04 February 2012

Response to Thubron


Sometimes you feel yourself weightless, thinned. You draw back the curtains (if there are any) on a rectangle of wasteland at dawn, and realise that you are cast adrift from everything that gave you identity. Thousands of miles from anyone who knows you, you have the illusion that your past is lighter, scarcely your own at all. Even your ties of love have been attenuated (the emergency satellite phone is in my rucksack, and nobody calls). Dangerously, you may come to feel invulnerable. You fear only your failure to understand or to reach where you are going. Sometimes you are move by a kind of heartless curiosity, which shames you only on your return home. At other times you are touched, even torn; but you move on.

Extract from Shadow of the Silk Road by Colin Thubron (London, 2007), pp.114-115

There is something different in the experience of those who live in a place and those who travel through but the dangers of being a voyeur are real all the same.

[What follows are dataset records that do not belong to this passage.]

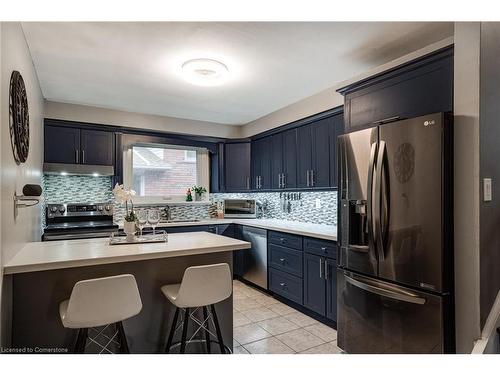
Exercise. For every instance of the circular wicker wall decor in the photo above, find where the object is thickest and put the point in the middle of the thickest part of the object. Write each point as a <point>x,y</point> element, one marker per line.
<point>19,118</point>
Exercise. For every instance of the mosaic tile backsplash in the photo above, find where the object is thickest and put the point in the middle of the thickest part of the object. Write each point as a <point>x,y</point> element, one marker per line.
<point>303,210</point>
<point>77,189</point>
<point>81,189</point>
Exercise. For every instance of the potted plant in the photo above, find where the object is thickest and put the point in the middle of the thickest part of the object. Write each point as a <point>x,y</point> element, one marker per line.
<point>125,196</point>
<point>199,191</point>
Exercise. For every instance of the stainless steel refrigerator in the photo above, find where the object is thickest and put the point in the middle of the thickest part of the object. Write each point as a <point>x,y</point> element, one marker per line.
<point>395,262</point>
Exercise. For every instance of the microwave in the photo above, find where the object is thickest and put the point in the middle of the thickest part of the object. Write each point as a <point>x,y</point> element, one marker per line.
<point>240,208</point>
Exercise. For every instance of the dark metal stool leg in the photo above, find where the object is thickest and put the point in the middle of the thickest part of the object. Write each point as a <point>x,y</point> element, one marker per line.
<point>123,339</point>
<point>207,327</point>
<point>184,331</point>
<point>81,340</point>
<point>172,331</point>
<point>217,329</point>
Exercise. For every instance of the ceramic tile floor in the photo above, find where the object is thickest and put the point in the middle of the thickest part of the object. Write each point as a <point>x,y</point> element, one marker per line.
<point>264,325</point>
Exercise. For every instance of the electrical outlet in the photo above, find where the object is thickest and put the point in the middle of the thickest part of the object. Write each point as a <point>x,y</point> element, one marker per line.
<point>487,190</point>
<point>318,203</point>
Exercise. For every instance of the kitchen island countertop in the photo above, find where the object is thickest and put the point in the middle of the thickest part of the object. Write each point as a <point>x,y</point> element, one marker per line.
<point>42,256</point>
<point>323,231</point>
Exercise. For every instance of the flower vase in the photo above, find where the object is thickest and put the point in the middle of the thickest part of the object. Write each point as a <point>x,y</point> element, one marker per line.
<point>130,230</point>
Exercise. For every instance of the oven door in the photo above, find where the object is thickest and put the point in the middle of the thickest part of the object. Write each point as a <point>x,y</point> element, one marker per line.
<point>378,317</point>
<point>61,235</point>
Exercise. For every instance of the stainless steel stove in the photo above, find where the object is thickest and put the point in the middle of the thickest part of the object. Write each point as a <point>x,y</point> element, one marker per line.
<point>78,220</point>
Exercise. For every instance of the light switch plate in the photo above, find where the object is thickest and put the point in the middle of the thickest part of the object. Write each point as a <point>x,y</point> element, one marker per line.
<point>487,189</point>
<point>318,203</point>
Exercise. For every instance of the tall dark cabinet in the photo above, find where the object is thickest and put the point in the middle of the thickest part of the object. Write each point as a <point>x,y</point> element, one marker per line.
<point>289,179</point>
<point>261,164</point>
<point>237,166</point>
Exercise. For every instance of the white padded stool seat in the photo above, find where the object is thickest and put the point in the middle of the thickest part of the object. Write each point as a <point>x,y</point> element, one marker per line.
<point>102,301</point>
<point>201,286</point>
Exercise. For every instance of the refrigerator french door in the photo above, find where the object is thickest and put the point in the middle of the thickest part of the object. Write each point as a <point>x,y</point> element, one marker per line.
<point>395,253</point>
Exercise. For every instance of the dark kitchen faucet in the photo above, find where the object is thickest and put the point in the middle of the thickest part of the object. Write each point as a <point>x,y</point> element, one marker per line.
<point>168,213</point>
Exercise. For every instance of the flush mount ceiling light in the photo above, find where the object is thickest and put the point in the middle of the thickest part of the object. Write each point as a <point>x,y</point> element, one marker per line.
<point>204,72</point>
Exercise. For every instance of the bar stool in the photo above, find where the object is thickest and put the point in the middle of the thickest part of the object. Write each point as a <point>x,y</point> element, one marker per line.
<point>101,302</point>
<point>201,286</point>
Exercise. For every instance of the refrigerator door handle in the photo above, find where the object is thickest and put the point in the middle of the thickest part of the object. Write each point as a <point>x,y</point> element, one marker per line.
<point>378,202</point>
<point>369,203</point>
<point>380,289</point>
<point>340,164</point>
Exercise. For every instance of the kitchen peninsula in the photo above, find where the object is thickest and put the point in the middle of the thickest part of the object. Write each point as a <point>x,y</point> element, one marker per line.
<point>43,274</point>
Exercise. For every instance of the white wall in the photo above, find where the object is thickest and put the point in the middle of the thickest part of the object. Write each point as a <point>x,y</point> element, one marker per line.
<point>329,98</point>
<point>26,227</point>
<point>466,171</point>
<point>76,112</point>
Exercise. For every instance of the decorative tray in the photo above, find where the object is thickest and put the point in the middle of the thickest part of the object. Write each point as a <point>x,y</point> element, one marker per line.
<point>122,239</point>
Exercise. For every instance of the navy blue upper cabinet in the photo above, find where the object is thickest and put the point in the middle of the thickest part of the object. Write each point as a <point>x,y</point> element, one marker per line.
<point>72,145</point>
<point>237,166</point>
<point>277,170</point>
<point>417,88</point>
<point>61,145</point>
<point>313,156</point>
<point>320,171</point>
<point>289,179</point>
<point>98,147</point>
<point>304,156</point>
<point>336,129</point>
<point>261,164</point>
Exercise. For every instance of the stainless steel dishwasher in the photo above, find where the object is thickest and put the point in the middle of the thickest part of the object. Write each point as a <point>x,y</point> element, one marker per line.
<point>255,259</point>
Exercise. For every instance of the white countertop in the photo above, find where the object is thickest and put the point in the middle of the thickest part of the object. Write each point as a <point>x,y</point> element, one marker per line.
<point>41,256</point>
<point>323,231</point>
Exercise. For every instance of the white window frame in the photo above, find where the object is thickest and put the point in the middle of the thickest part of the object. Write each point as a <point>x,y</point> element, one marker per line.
<point>202,173</point>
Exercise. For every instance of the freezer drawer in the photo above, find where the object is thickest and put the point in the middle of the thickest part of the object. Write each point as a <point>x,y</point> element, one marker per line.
<point>379,317</point>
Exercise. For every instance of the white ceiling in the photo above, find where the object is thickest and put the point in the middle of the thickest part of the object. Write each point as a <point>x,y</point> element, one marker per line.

To authentically engage with local people and remain true to myself and why I came can be fraught and lost amidst a struggle for identity but also the challenges of daily survival. Sometimes even I have moved on from suffering or simple kindness I could have shown. Poverty and cultural strain are wearying. This is no excuse. I am simply trying to observe what’s going on here and my role within it. Confronted with so much basic need it’s easy to be overwhelmed and wonder where on earth one starts. What is the right response to a beggar boy outside a mosque is Central Asia? Is it any different to the one sitting outside Oval tube station with identical open sores? Both are just as likely to have deliberately dressed for their day of self-abasing prostration to passers by. What is really going on? Do they have a choice? Am I feeding an addiction when I offer money? Perhaps I should take them for a meal or give them bread instead. I’m on my way to class, only stopping at the traffic lights while the red numbers count down before a half-missing nose and gaping cavity press up against the window of the car, the man’s eyes pleading in the miserable cold. This is not about appeasing guilt although giving something always makes me feel better. Do I have more time now on Koch-e Marmul than I did on Baker Street? Can I do any more than I did in London before this disintegrating face fades from memory? Spare change is offered, enough for bread. This will have to suffice as the impatient honking of horns grows. The lights have turned green and I move on. We were told the poor would always be with us.